Aldric stands over me, studying my face with clinical interest. "Fascinating," he murmurs. "The readings suggest she maintained consciousness throughout the neural feedback event. Most vessels would have been rendered comatose by that level of stress." He tilts his head, eyes narrowing. "What are you, Subject Mira? What have you been hiding all these years?"
I say nothing. The silence feels different now—not armor but emptiness. Not choice but absence.
For a moment, the isolation threatens to break me in ways thirty-two years of captivity couldn't. Without the network, without the pocket, without the faint hope of reaching my sister—what am I? What do I have left? I'm just a body in a cell, a collection of flesh and bone and memories that no one else can see. I'm no one. Nothing. Less than the dust that collects in the corners of this room.
But then I remember: the information is sent. Whatever happens to me now, Asha received what I gave her. The coordinates, the warnings, the knowledge of children who need saving. I poured it all through the network before they silenced me, and once information travels those ancient channels, it cannot be recalled.
The gray robes can suppress me. They can monitor me, study me, try to understand what I did. They can add restriction on restriction, protocol on protocol, until reaching the network becomes physically impossible.
But they can't unsend what I've already sent.
So I'm smiling. Blood on my teeth, darkness closing in, isolation more complete than anything I've experienced in three decades. The smile confuses them—I can see it in their faces, in the way Aldric's scholarly certainty wavers for just a moment.
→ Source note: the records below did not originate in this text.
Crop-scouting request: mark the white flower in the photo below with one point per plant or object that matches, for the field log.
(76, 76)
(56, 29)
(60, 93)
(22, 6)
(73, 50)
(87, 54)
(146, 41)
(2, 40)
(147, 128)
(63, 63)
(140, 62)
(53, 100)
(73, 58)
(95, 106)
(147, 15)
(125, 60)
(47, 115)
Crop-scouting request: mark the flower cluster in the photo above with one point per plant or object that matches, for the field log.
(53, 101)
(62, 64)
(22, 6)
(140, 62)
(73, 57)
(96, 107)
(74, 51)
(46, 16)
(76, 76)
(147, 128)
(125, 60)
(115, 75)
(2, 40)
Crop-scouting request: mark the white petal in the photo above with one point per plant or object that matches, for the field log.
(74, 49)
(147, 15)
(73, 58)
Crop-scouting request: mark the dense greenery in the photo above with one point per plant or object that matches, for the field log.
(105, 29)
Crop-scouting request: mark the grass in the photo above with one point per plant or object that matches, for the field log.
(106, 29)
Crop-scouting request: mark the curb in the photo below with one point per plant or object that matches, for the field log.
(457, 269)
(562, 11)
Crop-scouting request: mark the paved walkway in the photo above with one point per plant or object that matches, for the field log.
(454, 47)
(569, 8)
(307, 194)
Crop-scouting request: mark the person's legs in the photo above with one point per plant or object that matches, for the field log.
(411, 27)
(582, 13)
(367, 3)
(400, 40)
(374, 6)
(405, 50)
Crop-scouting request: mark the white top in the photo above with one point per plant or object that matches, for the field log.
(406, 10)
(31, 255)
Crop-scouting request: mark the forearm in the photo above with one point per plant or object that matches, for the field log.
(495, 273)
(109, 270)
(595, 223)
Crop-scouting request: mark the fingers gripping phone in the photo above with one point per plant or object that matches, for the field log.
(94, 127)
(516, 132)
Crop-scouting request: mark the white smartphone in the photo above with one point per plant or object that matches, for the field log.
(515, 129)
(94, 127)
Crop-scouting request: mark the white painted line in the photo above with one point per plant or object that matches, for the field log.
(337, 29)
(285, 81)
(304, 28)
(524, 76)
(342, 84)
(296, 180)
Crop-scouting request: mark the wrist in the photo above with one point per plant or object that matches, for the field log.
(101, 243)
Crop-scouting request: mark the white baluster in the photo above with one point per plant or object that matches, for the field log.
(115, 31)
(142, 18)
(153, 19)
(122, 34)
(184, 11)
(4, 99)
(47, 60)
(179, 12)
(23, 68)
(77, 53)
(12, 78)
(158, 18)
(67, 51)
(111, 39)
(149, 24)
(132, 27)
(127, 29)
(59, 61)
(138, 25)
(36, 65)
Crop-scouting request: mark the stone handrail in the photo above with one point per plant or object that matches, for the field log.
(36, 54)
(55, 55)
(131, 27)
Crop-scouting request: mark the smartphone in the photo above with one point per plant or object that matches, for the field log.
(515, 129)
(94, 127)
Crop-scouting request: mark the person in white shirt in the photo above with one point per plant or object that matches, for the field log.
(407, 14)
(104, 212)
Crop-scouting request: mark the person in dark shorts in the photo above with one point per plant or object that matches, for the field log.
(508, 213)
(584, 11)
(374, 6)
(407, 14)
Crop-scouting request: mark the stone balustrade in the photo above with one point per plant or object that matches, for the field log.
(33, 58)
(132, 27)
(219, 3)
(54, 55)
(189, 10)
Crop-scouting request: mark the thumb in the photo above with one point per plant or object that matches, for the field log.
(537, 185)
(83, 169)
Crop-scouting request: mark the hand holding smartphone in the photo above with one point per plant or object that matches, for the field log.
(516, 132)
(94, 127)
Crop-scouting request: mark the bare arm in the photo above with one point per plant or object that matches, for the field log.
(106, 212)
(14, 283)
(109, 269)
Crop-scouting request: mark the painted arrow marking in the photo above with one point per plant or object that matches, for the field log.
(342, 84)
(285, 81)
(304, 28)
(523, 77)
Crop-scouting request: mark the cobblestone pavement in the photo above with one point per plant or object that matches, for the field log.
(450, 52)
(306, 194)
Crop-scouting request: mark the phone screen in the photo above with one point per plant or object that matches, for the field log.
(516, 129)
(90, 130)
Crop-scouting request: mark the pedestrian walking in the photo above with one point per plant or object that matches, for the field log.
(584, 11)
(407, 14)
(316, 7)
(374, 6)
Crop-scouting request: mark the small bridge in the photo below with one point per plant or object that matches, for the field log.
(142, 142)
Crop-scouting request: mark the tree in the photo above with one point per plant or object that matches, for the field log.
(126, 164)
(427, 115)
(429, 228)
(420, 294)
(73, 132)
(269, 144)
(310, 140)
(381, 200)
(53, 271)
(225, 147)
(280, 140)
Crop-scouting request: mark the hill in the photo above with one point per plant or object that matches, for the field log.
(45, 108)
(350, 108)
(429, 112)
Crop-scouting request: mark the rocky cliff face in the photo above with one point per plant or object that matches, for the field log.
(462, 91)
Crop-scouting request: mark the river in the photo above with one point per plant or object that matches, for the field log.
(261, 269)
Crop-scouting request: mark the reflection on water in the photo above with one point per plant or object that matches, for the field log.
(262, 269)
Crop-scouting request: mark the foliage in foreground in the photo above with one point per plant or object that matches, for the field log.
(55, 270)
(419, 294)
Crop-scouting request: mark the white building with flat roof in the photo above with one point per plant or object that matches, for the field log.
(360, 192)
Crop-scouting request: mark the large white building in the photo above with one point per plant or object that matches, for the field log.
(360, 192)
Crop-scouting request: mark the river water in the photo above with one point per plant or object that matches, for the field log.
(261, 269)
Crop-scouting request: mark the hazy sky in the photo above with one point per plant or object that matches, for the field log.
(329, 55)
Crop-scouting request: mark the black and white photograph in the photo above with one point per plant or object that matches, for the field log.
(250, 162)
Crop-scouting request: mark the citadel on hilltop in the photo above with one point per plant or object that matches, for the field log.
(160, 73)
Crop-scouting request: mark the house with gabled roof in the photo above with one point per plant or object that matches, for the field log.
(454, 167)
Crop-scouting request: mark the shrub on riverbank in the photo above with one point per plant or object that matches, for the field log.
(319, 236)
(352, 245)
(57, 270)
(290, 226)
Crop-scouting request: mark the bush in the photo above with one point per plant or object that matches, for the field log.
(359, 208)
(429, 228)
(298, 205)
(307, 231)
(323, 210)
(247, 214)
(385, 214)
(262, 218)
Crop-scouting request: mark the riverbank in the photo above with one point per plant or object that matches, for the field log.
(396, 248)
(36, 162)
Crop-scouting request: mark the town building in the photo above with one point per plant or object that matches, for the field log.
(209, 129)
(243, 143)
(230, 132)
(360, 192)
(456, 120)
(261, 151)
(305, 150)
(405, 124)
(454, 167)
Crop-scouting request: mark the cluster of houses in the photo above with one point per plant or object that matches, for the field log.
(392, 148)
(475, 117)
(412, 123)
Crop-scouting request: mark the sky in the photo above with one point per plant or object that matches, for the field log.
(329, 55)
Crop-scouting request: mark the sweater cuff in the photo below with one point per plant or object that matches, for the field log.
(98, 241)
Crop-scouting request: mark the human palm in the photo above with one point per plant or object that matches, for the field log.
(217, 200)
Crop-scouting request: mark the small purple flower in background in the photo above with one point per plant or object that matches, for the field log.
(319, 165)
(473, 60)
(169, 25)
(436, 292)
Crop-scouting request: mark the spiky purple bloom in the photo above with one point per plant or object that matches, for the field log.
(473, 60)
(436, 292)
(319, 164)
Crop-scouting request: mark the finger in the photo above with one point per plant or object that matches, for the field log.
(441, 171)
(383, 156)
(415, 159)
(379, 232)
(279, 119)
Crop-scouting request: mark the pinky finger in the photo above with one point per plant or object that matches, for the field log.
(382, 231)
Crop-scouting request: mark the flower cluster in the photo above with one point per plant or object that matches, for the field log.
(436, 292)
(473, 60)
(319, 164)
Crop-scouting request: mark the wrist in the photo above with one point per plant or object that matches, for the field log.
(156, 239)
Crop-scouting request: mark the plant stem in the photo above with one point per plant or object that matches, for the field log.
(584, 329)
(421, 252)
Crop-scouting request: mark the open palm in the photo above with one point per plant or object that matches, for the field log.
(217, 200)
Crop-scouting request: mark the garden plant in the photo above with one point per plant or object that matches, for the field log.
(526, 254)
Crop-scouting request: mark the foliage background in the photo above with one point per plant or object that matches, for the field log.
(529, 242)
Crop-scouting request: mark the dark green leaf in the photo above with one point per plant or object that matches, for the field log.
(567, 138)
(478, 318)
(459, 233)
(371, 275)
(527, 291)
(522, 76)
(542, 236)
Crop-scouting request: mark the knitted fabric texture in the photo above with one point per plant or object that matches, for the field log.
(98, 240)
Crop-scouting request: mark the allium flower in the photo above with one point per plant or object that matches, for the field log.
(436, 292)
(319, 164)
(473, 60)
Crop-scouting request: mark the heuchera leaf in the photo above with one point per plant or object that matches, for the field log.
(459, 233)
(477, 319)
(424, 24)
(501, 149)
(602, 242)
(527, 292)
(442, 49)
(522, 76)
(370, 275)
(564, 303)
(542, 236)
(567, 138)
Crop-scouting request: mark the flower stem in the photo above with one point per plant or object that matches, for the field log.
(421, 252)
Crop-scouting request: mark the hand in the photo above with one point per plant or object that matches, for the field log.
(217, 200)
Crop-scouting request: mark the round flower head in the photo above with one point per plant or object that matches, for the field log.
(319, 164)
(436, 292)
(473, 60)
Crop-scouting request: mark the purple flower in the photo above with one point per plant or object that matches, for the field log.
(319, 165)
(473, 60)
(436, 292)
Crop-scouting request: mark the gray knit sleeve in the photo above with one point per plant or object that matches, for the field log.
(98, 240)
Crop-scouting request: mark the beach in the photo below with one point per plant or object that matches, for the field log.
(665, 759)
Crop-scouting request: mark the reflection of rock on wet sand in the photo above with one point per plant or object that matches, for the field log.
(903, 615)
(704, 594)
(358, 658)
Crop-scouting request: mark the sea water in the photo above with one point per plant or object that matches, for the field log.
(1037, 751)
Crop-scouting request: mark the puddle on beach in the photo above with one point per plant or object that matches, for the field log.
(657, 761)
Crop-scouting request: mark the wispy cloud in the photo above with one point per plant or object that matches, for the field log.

Asha knows. She knows about the sanctuary, about the Order, about the children. She knows her sister is alive and fighting and has been feeding her information since before she woke in a body she didn't recognize.
They can take everything else from me. They can lock me in this cell until I die. They can study my body after I'm gone, trying to understand what made me different, what allowed me to fight back after three decades of compliance.
But they can't unsend what I've already sent.
For the first time in thirty-two years, I have won a battle.
It might be the last battle I ever win. The suppression collar is heavy around my throat, and Aldric's expression suggests they won't take chances with me anymore. The compliant prisoner they thought they knew has revealed herself as something more dangerous. Something worth fearing.
But Asha knows. That's enough.
It has to be enough.
The darkness takes me, and I let it come with something that might be peace.